I am writing out this JSON untouched into my datalake and processing it later by loading it into a spark dataframe:
testJsonData = sqlContext.read.json("/tmp/test.json", multiLine=True)
This results in a dataframe with this schema:
- userEmail:string
- parameters:array
- element:struct
- boolValue:boolean
- intValue:string
- name:string
- stringValue:string
- element:struct
If I display the dataframe it shows as
{"boolValue":null,"intValue":"0","name":"classroom:num_courses_created","stringValue":null}
{"boolValue":true,"intValue":null,"name":"accounts:is_disabled","stringValue":null}
{"boolValue":null,"intValue":null,"name":"classroom:role","stringValue":"student"}
As you can see, it has inferred nulls for the typeValues that do not exist.
The end state that I want is columns in a dataframe like:
and the pivoted columns would be typed correctly (e.g classroom:num_courses_created would be of type int - see yellow columns above)
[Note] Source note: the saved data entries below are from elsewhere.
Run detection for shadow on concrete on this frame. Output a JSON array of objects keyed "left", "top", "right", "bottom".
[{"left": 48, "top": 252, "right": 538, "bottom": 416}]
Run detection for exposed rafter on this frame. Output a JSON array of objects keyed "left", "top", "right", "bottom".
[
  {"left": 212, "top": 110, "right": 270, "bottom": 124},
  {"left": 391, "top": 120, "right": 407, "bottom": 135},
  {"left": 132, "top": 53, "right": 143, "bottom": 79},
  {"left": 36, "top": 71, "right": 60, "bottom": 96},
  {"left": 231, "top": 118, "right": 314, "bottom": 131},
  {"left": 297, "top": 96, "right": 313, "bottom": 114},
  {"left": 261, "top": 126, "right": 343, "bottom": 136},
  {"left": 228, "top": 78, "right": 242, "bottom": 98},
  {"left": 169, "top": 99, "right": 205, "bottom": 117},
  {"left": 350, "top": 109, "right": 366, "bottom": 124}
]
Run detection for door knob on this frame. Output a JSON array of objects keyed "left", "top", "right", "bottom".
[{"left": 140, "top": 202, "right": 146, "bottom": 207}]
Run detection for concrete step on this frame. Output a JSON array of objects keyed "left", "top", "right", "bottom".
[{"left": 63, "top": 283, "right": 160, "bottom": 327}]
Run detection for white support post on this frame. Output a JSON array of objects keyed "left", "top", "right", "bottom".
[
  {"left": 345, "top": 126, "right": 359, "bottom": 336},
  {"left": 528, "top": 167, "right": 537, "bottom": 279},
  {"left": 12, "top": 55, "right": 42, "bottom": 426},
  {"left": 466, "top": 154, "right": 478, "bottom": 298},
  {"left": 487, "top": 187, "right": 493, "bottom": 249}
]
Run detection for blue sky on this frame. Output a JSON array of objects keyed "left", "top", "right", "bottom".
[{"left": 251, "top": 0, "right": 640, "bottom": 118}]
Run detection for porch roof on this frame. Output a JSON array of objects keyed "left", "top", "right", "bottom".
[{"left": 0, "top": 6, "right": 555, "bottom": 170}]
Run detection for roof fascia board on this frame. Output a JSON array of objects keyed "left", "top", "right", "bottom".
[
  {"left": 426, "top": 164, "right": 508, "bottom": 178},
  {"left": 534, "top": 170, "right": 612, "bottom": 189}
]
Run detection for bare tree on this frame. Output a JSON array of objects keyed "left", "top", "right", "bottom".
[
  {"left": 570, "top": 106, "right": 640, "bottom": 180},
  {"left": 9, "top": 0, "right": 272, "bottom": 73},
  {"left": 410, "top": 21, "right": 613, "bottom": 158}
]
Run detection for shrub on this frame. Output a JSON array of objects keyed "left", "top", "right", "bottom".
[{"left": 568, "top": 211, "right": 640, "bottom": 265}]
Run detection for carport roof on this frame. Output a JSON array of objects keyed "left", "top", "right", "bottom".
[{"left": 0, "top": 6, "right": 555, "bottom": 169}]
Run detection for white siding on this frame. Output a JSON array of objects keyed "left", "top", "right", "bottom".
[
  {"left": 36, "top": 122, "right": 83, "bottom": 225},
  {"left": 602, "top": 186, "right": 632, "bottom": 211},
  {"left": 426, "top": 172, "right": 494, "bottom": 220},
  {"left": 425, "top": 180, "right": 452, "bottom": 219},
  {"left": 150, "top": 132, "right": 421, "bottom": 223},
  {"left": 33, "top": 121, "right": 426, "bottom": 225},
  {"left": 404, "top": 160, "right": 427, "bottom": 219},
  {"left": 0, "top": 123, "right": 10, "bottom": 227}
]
Here is what I have tried so far:
from pyspark.sql.functions import explode
tempDf = testJsonData.select("userEmail", explode("parameters").alias("parameters_exploded"))
explodedColsDf = tempDf.select("userEmail", "parameters_exploded.*")
This results in a dataframe with this schema:
- userEmail:string
- boolValue:boolean
- intValue:string
- name:string
- stringValue:string
I then pivot the rows into columns based on the Name field (which is ""classroom:num_courses_created", "classroom:role" etc (there are 188 name/value parameter pairs):
#turn intValue into an Int column
explodedColsDf = explodedColsDf.withColumn("intValue", explodedColsDf.intValue.cast(IntegerType()))
pivotedDf = explodedColsDf.groupBy("userEmail").pivot("name").sum("intValue")
Which results in this dataframe:
- userEmail:string
- accounts:is_disabled:long
- classroom:num_courses_created:long
- classroom:role:long
which is not correct as the types for the columns are wrong.
What I need to do is somehow look at all the typeValues for a parameter column (there is no way of knowing the type from the name or inferring it - other than in the original Json where it returns just the typeValue that is relevant) and whichever one is not null is the type of that column. Each param only appears once so the string, bool, int and date values just need to be outputed for the email key, not aggregated.
This is beyond my current knowledge however I was thinking a simpler solution might be to go back all the way to the beginning and pivot the columns before I write out the Json so it would be in the format I want when I load it back into Spark, however I was reluctant to transform the raw data at all. I also would prefer not to handcode the schema for 188 fields as I want to dynamically pick which fields I want so it needs to be able to handle that.